Advanced Security Topics

The cluster aims to further explore applied cybersecurity aspects related to the design, development, and protection of software systems. It introduces secure software design and secure development principles across the software lifecycle, emphasising methods and practices that reduce vulnerabilities and risks from analysis and design through implementation, testing, and verification.
The cluster also addresses major security issues in web and mobile systems by analysing common vulnerability classes and corresponding mitigation strategies. Laboratory activities support the application of concepts through guided case studies and the use of analysis and verification tools in controlled and authorised environments, fostering a methodical approach to identifying weaknesses and assessing the effectiveness of mitigations.
The cluster is organised into the modules Secure Software Design, Web and Mobile Security, and Cybersecurity Laboratory, designed in a coherent and coordinated manner. The modules jointly contribute to the intended learning outcomes by integrating secure design principles, web/mobile vulnerability knowledge, and verification activities in controlled settings, with attention to essential technical documentation and activity traceability.

Knowledge and understanding
At the end of the cluster, the student is able to:
· recognise major vulnerability classes in web and mobile contexts and describe typical causes and impacts;
· outline key principles of secure software design and secure development across the software lifecycle, including the role of requirements and verification.

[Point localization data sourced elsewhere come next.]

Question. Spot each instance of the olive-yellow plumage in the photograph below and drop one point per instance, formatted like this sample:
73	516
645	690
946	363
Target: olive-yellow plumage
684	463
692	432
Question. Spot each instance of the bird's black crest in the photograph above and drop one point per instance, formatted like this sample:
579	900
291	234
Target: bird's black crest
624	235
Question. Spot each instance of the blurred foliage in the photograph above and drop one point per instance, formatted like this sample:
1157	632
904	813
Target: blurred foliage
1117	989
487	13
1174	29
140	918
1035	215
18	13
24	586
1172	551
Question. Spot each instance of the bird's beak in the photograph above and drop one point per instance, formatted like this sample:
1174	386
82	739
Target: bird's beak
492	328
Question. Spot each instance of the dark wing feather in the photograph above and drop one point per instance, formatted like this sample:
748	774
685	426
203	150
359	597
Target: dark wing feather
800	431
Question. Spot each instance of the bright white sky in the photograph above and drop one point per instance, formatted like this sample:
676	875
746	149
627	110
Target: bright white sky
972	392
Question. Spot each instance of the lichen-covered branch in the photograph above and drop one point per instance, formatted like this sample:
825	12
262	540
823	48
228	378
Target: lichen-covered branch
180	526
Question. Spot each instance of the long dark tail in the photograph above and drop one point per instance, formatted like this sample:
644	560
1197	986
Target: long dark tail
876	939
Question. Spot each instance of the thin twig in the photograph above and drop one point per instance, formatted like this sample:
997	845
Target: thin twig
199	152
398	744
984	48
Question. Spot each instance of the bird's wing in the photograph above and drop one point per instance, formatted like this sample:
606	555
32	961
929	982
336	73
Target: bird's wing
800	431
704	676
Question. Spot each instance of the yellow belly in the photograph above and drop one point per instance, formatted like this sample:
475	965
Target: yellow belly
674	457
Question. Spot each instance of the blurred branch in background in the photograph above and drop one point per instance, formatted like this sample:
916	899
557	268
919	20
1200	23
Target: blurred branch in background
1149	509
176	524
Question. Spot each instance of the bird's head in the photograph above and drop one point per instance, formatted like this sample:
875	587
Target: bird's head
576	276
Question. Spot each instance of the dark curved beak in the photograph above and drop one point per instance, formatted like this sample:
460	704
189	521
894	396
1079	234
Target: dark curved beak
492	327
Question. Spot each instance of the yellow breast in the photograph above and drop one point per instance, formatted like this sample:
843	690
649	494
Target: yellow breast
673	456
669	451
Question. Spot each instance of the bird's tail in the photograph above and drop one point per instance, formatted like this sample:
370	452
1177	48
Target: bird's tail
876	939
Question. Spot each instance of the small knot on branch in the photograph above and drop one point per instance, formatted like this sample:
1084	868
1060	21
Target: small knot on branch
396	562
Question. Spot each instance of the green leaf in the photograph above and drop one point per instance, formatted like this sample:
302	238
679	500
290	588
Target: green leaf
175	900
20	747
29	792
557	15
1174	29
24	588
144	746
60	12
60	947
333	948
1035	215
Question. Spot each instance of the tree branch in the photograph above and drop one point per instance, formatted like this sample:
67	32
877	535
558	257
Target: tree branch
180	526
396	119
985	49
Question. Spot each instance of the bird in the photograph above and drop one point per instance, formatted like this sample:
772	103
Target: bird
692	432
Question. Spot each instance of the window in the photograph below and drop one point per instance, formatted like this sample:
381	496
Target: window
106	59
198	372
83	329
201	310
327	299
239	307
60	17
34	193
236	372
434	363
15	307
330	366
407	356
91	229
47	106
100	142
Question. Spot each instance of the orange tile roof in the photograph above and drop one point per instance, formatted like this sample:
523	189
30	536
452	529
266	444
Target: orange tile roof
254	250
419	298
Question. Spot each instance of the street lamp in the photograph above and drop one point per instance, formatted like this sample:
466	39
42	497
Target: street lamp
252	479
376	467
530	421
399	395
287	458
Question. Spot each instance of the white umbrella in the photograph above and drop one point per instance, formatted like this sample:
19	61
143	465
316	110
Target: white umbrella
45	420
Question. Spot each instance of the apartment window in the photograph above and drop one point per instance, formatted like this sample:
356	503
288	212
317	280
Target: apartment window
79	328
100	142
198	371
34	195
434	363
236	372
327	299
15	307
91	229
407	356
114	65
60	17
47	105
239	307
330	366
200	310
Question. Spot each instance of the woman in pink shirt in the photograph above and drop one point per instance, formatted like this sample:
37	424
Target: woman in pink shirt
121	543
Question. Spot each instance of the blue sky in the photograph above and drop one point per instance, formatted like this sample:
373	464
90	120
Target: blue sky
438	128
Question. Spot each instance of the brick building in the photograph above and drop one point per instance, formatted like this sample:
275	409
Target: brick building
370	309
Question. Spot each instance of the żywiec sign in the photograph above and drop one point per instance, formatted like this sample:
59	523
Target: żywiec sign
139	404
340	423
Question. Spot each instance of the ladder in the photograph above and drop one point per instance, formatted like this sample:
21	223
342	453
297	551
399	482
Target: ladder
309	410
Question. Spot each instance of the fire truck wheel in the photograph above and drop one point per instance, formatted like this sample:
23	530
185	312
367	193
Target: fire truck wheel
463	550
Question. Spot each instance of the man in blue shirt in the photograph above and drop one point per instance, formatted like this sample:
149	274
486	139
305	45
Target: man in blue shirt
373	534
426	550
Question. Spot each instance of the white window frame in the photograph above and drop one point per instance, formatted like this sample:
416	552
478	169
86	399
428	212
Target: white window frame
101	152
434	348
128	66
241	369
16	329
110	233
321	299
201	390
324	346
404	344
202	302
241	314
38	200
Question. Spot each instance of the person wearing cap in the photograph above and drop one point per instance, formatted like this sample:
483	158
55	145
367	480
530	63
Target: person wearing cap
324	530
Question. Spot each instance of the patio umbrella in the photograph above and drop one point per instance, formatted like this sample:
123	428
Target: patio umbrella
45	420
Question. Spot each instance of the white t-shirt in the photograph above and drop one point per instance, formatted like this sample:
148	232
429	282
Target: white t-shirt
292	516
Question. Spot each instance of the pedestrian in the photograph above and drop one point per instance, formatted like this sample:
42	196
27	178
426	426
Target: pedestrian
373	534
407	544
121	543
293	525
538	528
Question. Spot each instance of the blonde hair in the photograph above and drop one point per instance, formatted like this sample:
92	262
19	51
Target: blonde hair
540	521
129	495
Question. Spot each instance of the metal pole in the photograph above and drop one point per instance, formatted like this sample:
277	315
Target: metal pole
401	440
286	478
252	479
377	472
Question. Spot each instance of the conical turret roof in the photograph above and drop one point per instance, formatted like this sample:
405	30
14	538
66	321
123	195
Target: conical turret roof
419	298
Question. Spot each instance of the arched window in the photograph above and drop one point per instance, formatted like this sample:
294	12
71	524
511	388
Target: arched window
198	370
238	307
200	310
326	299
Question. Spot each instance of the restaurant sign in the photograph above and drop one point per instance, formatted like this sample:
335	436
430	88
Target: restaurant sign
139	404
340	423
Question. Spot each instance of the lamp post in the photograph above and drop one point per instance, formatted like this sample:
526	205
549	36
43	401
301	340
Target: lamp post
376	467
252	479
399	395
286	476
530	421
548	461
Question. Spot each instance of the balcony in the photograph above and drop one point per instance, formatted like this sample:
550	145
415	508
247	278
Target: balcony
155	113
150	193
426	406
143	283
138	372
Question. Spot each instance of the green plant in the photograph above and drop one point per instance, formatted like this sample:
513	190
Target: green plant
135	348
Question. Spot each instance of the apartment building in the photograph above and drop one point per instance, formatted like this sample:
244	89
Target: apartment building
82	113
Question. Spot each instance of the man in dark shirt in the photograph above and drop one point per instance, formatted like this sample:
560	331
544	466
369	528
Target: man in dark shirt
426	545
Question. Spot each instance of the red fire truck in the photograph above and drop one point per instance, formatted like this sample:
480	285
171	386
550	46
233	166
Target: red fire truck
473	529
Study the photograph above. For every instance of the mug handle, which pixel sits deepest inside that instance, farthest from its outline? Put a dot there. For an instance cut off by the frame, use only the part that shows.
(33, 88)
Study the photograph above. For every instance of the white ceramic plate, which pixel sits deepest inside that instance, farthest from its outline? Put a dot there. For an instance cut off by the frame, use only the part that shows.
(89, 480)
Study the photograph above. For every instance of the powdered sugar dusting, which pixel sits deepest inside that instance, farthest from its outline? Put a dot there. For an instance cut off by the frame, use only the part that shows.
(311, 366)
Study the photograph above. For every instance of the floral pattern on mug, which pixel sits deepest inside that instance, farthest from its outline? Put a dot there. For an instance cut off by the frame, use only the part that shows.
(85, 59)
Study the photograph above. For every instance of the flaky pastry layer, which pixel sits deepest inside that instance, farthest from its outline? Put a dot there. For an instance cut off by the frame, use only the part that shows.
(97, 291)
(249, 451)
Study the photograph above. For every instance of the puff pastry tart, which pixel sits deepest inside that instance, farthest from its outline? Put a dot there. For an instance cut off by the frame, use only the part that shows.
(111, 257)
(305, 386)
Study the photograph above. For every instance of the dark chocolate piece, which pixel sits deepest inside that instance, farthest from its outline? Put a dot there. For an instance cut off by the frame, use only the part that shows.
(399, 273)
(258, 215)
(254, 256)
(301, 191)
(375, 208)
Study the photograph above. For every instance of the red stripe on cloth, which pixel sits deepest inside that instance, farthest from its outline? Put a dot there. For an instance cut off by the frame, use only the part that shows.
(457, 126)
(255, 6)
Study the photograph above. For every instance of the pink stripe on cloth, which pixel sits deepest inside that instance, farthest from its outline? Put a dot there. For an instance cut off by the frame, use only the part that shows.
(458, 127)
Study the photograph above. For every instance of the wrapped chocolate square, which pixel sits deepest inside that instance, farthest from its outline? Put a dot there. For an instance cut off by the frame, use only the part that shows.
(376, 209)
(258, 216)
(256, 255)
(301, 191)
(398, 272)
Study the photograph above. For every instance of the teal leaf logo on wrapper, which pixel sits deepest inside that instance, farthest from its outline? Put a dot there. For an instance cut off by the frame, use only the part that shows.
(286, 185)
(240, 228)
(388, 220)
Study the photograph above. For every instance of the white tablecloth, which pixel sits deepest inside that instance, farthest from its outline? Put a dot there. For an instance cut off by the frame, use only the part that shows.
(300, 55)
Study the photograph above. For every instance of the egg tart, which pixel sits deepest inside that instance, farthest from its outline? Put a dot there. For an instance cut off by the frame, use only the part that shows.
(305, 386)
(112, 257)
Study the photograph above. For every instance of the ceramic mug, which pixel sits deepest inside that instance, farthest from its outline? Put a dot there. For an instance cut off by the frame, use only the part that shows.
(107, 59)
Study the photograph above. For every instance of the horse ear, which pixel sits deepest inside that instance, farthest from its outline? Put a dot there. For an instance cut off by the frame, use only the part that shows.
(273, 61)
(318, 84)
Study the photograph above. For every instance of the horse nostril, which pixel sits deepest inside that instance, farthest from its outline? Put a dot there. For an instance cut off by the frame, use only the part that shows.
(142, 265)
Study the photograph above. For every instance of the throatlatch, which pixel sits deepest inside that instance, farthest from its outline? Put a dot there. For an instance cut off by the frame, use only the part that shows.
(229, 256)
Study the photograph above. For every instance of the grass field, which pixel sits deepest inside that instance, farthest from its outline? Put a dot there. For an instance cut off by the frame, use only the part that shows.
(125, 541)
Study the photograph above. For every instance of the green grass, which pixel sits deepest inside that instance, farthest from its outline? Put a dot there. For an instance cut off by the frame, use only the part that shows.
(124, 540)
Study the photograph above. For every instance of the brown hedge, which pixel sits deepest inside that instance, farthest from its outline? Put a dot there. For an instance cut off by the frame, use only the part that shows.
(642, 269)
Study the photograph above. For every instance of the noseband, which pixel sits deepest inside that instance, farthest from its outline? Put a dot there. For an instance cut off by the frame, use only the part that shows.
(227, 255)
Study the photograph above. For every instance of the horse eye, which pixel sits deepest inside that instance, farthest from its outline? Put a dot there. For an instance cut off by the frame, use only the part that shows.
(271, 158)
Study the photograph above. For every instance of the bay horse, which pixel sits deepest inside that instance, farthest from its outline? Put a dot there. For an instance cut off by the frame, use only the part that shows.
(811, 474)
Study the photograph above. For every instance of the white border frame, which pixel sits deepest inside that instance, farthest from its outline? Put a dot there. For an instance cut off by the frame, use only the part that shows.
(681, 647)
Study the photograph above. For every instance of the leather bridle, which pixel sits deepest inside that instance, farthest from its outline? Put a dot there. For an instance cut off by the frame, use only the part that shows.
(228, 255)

Applying knowledge and understanding
At the end of the cluster, the student is able to:
· apply secure design and secure development principles along the software lifecycle, identifying critical points and basic security requirements in guided scenarios;
· perform introductory threat-modelling activities and relate threats, vulnerabilities, and mitigations at application level;
· apply mitigation strategies (e.g., input validation, session management, access control, data protection) in a justified manner, considering the addressed scenario and constraints;
· use static/dynamic analysis and testing tools with introductory methods to identify weaknesses and verify corrections in controlled and authorised laboratory scenarios.
Making judgements
The student develops the ability to:
· prioritise findings and remediation actions by qualitatively assessing impact, likelihood, and operational constraints, making explicit limitations and trade-offs;
· assess the effectiveness and residual risk of mitigation measures based on evidence gathered in guided case studies.
Communication skills
At the end of the cluster, the student is able to:
· document results and recommendations clearly, including rationale, prioritisation, limitations, and remediation trade-offs, using appropriate technical language.
Learning skills
The student acquires the ability to:
· stay up to date on secure design and secure development practices (guidelines, standards, frameworks) and transfer them to new application contexts;
· interpret security advisories and release notes (patches/updates) to plan mitigations and validation activities, assessing impact and prioritisation;
· learn new static/dynamic analysis and application security verification tools in controlled and authorised contexts, documenting procedures and results and operating in compliance with authorisation constraints.